A new stage has now began: a comprehensive framework designed by The Executive together with some government agencies like the Securities and Exchange Commission (SEC), the Commodity Futures Trading Commission (CFTC) and the Office for Foreign Assets Control (OFAC) aiming to pursue several projects. This new position taken by governmental authorities is mainly connected to Terra Collapse and to the Executive Order issued by the Biden administration regarding this matter. We recommend CNBC’s report on this topic.


Securities and Exchange Commission (SEC, independent agency)
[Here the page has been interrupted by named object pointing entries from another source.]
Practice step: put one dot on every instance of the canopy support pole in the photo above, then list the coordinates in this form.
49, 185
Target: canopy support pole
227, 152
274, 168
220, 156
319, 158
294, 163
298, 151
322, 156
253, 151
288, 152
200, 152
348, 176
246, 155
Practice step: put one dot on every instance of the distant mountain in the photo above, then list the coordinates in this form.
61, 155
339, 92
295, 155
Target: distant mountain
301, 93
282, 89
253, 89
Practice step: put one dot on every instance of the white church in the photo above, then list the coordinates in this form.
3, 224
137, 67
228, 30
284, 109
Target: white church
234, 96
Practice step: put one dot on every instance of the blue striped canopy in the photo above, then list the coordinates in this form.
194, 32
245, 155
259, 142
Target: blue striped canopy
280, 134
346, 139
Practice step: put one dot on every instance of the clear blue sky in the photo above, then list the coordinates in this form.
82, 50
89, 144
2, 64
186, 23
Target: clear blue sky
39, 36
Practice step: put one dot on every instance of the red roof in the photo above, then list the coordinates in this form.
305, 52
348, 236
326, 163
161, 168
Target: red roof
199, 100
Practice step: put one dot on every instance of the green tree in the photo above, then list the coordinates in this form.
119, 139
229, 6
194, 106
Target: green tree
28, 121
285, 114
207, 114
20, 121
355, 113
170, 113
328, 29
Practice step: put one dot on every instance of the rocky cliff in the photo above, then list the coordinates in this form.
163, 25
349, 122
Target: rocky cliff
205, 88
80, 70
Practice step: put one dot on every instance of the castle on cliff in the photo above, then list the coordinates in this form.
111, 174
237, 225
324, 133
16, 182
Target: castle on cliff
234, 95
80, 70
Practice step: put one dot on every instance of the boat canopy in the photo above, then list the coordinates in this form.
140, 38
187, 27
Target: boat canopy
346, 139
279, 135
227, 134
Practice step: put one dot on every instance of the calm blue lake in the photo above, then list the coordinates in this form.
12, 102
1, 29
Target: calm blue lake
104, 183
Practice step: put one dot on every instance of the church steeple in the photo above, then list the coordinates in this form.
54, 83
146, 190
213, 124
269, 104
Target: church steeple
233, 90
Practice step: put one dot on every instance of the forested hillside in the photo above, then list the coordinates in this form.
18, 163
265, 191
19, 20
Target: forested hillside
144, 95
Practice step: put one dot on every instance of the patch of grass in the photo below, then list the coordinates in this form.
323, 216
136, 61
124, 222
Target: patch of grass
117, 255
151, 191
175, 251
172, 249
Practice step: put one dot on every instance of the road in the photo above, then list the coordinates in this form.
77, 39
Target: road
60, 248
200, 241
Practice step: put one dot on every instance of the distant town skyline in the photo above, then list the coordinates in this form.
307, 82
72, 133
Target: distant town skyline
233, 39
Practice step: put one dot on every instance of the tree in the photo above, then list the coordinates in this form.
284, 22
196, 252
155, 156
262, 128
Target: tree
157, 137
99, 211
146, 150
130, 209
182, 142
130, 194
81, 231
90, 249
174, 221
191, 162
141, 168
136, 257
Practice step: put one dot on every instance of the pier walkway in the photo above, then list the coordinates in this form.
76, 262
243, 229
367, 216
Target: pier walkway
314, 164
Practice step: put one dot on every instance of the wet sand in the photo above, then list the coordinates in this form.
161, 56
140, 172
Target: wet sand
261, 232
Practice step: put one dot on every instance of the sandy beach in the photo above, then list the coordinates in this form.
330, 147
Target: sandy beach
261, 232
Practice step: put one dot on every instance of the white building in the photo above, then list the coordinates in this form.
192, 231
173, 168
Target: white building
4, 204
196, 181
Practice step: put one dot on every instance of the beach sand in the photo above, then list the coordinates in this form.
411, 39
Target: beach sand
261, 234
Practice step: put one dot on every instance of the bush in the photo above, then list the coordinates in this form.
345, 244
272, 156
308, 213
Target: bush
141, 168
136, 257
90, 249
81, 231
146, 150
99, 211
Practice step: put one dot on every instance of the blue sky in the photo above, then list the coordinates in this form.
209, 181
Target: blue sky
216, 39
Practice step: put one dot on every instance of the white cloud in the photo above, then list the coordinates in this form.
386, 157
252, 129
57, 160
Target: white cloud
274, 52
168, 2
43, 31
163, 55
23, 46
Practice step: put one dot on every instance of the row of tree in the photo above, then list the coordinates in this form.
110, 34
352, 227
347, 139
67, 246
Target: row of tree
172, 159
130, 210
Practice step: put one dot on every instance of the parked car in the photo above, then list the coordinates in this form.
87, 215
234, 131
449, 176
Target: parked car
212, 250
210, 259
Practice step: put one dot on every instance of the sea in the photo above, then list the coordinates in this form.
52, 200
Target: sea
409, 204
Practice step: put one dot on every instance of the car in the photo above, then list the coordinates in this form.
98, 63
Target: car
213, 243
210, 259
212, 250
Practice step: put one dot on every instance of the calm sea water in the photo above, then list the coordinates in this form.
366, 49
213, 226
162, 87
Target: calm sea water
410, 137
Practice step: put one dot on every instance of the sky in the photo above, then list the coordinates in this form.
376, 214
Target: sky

The SEC’s involvement started with its Proposal for Safe Tokens last year in coordination with the new policy outlined by The Executive, assuming that many crypto assets are considered “securities”,
thus falling under their control (surprisingly ignoring their own standards). As from its creation in 1933, the SEC applies the so-called Howey Test to determine is an asset can be called a “security”.
Basically, assets have to meet the four requirements of the Howey Test to enable the SEC to have control over them: 1) investment of money, 2) in a common enterprise, 3) with the expectation of profit and 4) derived from the efforts of others. Most cryptoassets monitored by the SEC today fail
to meet one or two elements of the Howey Test.
Let us remind that the SEC is a government agency with similar powers to the CNV (National Securities Commission) in Argentina and its main duty is to report irregularities in the stock market.
Many crypto projects fell under the SEC’s oversight due to some similarities between the mechanism of their initial coin offerings (ICOs) with the processes involved when companies go to the stock market. It is essential to determine if “securities” encompass this type of coins or tokens aiming to conclude if these facts have to be punished or not, considering that the SEC has control only over “securities”. We recommend this article posted by a colleague regarding the SEC’s expansive position.

Commodity Futures Trading Commission (CFTC in charge of regulating the commodities market in Chicago)
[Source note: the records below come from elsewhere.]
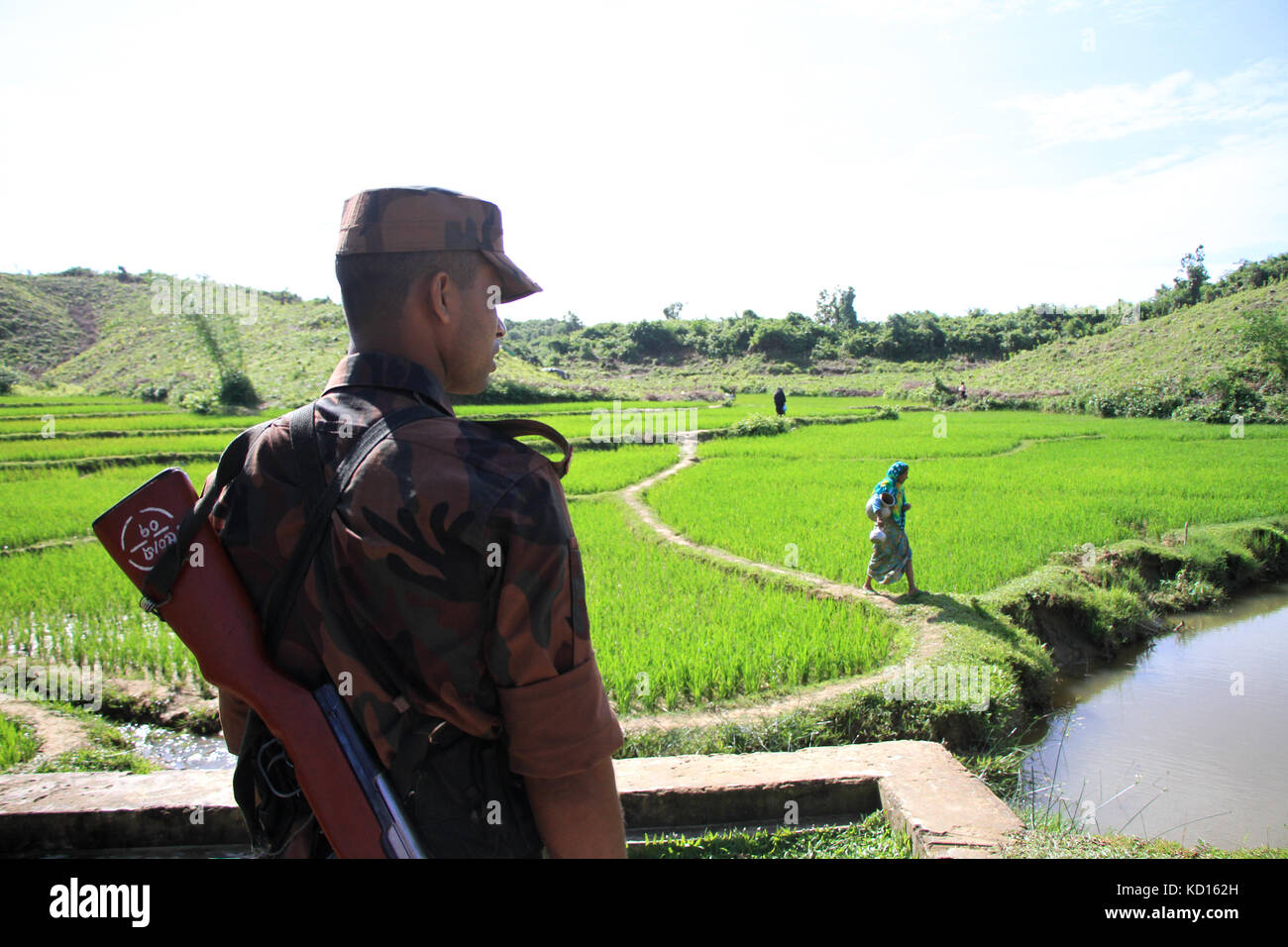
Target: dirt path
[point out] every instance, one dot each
(926, 638)
(55, 732)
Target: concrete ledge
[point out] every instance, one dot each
(922, 789)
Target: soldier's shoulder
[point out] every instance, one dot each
(477, 445)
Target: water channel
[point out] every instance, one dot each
(1180, 738)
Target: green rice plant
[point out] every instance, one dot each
(73, 605)
(982, 512)
(52, 504)
(76, 449)
(671, 631)
(591, 472)
(183, 421)
(18, 742)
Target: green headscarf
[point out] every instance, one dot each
(890, 484)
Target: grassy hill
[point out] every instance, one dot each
(1189, 344)
(99, 333)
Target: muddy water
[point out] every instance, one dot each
(1184, 738)
(178, 750)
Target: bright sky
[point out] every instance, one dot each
(934, 154)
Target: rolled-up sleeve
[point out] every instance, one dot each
(553, 701)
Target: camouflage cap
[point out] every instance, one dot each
(421, 219)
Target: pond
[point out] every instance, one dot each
(1180, 738)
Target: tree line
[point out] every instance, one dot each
(835, 331)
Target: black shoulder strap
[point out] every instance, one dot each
(321, 502)
(522, 427)
(165, 574)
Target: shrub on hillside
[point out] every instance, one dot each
(758, 424)
(236, 389)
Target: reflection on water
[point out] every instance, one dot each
(178, 750)
(1181, 738)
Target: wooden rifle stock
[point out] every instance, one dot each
(211, 612)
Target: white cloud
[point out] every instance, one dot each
(1107, 112)
(1133, 11)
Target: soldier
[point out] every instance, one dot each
(446, 602)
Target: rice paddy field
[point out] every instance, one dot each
(991, 499)
(669, 631)
(993, 496)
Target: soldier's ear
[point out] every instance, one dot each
(429, 294)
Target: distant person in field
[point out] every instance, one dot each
(892, 557)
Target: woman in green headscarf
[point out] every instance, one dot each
(892, 557)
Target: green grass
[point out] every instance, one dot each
(18, 742)
(670, 630)
(1189, 343)
(978, 517)
(591, 472)
(73, 605)
(38, 505)
(127, 424)
(82, 447)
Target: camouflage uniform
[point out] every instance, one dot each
(451, 552)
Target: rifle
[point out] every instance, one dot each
(151, 535)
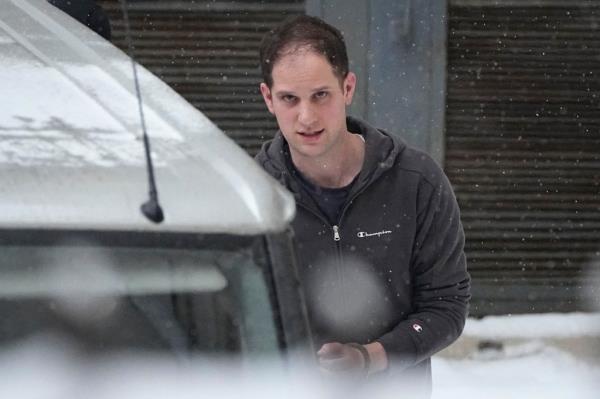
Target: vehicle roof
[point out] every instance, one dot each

In the meantime, we found some Bills without technical accuracy. A proposal was made by the leaders of the two parties in charge of the Agricultural Committee intending cryptoassets (mainly BTC and ETH) to be controlled by this traditional body. Even though the CFTC is engaged with
futures, the economic and legal nature of cryptoassets is completely different from the type of futures involved with their activity.
A final decision by legislators is expected although, in our opinion, cryptoassets (market and futures) should be controlled by one agency only with close cooperation with others.


Federal Bureau of Investigation (FBI, federal security service))
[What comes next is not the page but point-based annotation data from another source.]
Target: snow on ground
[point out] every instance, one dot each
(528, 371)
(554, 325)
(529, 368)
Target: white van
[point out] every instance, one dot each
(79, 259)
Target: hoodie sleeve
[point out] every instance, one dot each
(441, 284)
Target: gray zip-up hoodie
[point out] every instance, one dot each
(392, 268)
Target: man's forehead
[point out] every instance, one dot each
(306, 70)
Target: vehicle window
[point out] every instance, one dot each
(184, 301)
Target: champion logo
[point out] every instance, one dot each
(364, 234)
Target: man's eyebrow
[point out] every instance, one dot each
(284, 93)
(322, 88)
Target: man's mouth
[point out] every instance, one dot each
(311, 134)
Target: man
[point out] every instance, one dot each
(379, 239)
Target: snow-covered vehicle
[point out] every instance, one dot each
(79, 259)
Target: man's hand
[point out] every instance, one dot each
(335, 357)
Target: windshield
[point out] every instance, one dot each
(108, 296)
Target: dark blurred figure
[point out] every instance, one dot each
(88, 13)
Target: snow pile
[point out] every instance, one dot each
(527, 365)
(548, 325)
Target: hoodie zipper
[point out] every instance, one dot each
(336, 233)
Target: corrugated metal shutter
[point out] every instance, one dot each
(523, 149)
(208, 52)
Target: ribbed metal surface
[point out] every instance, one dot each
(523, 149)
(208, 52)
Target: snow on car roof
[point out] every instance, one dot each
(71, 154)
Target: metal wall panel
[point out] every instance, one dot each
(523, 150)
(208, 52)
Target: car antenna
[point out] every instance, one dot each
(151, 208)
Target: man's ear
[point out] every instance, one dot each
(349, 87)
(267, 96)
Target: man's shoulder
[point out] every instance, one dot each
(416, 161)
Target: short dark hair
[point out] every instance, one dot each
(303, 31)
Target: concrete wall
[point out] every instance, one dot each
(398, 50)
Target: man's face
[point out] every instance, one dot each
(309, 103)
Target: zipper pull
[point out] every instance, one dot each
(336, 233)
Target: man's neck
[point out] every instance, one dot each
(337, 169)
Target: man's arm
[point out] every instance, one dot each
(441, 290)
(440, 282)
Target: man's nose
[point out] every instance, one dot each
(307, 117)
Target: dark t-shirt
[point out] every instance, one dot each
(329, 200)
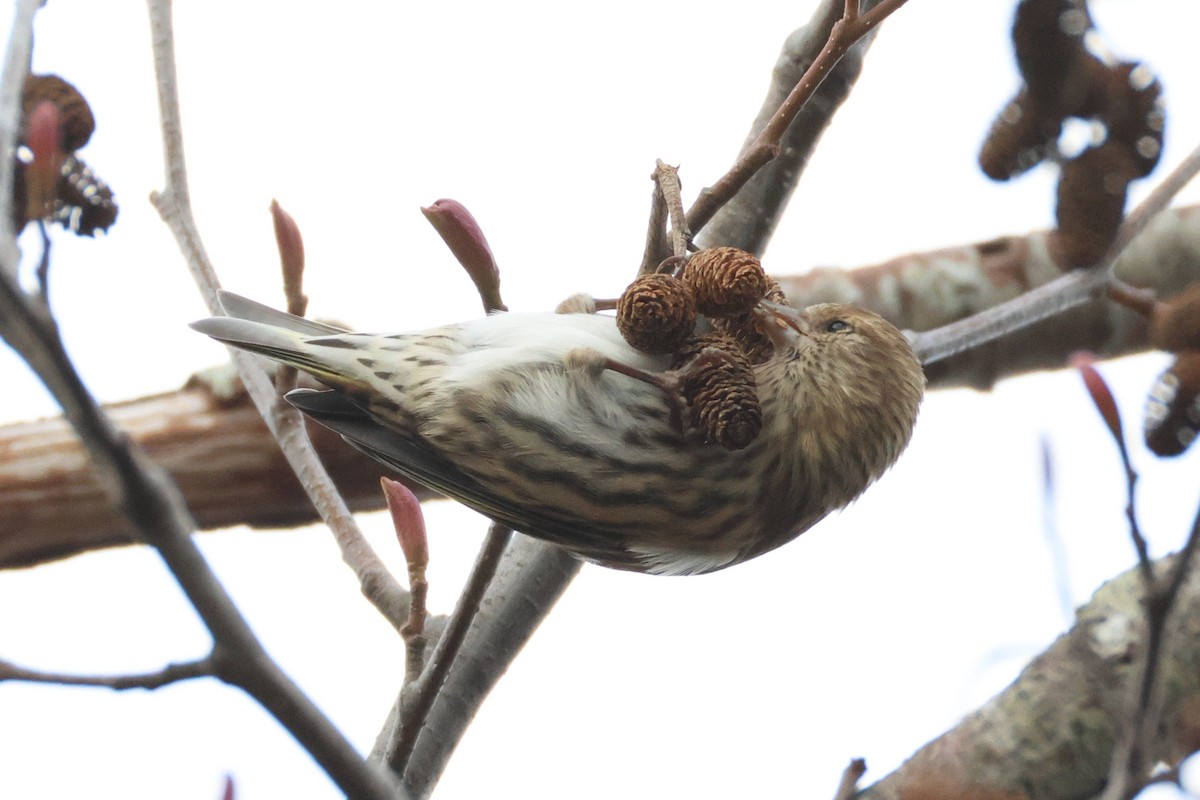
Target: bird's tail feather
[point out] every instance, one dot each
(277, 335)
(245, 308)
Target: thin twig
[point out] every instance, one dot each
(767, 145)
(418, 698)
(168, 674)
(1129, 770)
(174, 205)
(655, 232)
(667, 179)
(850, 777)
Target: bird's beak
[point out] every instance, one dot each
(783, 324)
As part of the coordination between agencies, the FBI submitted a press release warning on the risks of certain decentralized finance projects. According to Red Users, the FBI report estimates a theft for
over USD 1,300 million in crypto in the first quarter of 2022, 97% of which was caused by failures in decentralized platforms.
Even though many platforms have been safely designed, others have technical vulnerabilities making them attractive for cybercrime. We keep on recommending a thorough research on safety standards before investing in any project. For further information we recommend to read our article on Crypto Fraud.